Storage is not cheap. Government-grade cloud storage contracted through whole-of-government procurement arrangements runs at rates that make redundant data genuinely costly at scale. An ACT budget supplementary paper tabled in June 2026 noted the territory's whole-of-government ICT storage spend had risen to approximately $14.2 million for the 2025-26 financial year, a figure the Treasurer's office flagged as an area targeted for efficiency savings in the next budget cycle beginning in October.
What Happens Next
The Digital, Data and Technology Solutions directorate has set an internal deadline of September 30 to complete deduplication across the highest-priority agency portals. That work will use automated scanning tools already licensed under an existing whole-of-government software agreement, meaning no additional procurement is required. Staff in agency communications teams — many of them based at the Nara Centre in Civic or working from home under flexible arrangements common in the ACT public sector — will need to verify flagged duplicates before deletion, a manual step that has drawn quiet frustration from some teams already running at reduced capacity during the July school holiday period.
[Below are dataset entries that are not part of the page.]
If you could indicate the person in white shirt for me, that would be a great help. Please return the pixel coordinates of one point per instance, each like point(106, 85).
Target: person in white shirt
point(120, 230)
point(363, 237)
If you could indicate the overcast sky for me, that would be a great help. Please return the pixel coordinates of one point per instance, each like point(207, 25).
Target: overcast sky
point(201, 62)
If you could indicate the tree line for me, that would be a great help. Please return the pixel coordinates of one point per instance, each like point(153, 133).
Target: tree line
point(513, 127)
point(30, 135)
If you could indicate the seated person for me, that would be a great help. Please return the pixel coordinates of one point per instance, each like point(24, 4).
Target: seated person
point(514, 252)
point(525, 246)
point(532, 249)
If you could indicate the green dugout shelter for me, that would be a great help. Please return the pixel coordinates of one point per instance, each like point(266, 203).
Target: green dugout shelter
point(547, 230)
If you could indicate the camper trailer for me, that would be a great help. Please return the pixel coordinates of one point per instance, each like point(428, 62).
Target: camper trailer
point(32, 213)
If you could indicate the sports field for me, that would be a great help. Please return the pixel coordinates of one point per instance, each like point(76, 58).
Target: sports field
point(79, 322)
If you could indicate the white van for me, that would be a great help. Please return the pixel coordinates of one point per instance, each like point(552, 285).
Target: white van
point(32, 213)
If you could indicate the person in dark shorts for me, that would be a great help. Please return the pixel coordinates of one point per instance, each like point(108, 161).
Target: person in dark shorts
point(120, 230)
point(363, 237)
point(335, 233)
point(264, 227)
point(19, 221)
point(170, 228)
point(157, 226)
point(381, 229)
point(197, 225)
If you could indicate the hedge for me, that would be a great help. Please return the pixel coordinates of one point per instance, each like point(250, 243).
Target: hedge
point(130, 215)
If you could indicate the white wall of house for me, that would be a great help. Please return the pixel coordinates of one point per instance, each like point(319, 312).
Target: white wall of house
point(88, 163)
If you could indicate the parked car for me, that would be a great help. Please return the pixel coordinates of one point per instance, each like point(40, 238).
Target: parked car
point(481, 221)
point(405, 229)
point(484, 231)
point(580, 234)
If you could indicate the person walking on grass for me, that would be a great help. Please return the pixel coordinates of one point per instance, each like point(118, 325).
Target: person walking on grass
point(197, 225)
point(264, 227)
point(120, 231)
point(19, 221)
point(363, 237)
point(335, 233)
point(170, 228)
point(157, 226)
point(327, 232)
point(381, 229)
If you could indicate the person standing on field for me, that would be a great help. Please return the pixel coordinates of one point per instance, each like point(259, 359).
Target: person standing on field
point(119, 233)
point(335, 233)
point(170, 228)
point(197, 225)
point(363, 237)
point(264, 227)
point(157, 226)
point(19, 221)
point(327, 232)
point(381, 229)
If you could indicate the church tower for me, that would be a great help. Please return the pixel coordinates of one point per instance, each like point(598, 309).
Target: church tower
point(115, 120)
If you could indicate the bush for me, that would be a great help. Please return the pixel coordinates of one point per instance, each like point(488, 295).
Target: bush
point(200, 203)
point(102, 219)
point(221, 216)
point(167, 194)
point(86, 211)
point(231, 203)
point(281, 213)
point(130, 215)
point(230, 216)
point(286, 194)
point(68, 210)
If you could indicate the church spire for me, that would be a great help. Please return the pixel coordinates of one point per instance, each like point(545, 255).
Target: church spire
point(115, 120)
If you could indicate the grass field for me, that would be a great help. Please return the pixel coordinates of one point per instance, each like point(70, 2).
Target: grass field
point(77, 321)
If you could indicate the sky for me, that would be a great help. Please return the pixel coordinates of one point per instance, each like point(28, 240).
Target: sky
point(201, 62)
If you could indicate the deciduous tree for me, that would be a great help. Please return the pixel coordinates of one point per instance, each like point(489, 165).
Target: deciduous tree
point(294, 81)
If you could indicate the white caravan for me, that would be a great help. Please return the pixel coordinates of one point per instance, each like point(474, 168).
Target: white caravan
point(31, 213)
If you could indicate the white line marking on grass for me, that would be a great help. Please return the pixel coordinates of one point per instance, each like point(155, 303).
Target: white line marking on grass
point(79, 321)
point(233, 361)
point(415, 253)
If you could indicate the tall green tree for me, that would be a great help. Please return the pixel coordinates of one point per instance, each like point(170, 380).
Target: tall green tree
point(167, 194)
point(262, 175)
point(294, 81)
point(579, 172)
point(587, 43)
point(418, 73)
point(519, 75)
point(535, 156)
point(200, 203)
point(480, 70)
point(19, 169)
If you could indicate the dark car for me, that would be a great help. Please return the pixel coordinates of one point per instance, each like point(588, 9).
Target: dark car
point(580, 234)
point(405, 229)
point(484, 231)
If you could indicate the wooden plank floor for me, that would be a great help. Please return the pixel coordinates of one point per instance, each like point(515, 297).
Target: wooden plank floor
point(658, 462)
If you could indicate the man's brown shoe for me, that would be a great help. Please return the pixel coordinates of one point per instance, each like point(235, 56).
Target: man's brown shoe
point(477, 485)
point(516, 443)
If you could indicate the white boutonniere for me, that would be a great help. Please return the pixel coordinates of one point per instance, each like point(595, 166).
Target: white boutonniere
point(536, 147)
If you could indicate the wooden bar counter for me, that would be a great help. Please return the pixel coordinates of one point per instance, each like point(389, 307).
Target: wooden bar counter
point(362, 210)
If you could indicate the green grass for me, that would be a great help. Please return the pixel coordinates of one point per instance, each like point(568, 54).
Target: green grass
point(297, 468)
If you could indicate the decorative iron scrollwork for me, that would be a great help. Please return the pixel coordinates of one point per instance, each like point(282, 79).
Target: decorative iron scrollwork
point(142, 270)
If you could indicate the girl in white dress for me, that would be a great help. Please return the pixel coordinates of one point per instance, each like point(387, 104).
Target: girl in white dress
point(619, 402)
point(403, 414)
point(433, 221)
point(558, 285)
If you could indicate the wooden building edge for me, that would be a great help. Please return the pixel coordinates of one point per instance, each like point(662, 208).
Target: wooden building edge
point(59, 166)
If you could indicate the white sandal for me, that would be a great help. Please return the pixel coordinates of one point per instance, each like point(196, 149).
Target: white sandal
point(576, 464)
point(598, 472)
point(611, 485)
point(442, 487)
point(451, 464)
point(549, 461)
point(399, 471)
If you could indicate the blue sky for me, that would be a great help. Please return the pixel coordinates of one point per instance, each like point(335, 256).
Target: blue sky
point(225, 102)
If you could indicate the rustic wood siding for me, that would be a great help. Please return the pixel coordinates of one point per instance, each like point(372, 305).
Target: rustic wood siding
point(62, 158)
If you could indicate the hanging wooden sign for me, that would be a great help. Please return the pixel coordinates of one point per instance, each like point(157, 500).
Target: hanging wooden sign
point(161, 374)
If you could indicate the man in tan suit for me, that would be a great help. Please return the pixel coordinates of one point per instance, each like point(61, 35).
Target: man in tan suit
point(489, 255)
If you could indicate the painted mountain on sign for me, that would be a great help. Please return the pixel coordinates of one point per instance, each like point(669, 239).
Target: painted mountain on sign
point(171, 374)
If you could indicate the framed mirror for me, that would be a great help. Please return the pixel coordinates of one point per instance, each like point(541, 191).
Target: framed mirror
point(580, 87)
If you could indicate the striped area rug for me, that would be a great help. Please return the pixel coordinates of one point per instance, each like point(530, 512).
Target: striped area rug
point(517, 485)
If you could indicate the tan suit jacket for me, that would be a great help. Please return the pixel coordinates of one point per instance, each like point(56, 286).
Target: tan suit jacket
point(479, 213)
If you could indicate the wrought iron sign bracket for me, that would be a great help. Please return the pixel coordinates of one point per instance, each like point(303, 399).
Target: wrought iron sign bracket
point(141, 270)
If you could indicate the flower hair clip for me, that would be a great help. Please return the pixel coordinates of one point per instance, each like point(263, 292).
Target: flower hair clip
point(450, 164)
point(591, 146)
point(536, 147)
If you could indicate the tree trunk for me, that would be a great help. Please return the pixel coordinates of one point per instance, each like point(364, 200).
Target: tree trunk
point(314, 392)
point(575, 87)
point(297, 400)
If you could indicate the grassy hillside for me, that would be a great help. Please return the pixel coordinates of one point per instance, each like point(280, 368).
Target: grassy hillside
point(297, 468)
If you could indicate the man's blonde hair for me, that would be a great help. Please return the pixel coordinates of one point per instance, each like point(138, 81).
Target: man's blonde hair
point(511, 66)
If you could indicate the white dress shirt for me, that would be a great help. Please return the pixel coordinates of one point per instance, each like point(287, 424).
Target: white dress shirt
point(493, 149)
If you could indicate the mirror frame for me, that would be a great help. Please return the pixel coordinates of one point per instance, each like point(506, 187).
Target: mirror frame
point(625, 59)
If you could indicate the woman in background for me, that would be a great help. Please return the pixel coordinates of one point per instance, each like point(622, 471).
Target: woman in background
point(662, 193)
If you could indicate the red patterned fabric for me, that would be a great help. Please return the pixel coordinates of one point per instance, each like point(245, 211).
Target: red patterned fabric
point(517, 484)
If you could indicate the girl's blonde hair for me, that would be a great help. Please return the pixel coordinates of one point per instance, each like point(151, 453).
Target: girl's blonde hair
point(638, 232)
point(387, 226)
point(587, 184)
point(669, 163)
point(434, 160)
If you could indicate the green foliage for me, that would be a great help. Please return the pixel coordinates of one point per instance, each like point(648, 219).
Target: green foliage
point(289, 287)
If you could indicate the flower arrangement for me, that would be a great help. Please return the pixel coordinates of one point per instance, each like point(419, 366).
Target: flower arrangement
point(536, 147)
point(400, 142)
For anyone who works with, or relies on, ACT Government digital platforms — and in Canberra that covers a substantial slice of the population — the practical upshot is that some agency web pages may load faster and look more consistent by the end of the third quarter. A broader content governance policy, designed to prevent the duplication problem from re-emerging, is expected to go out for internal consultation in August before being put to the ACT Government's Digital Transformation Board for sign-off.
The episode is a reminder that digital infrastructure is infrastructure, and that deferred maintenance eventually surfaces as a real cost. In a city where the public service is the economic backbone, getting the basics of digital record-keeping right is less optional than it might appear from the outside.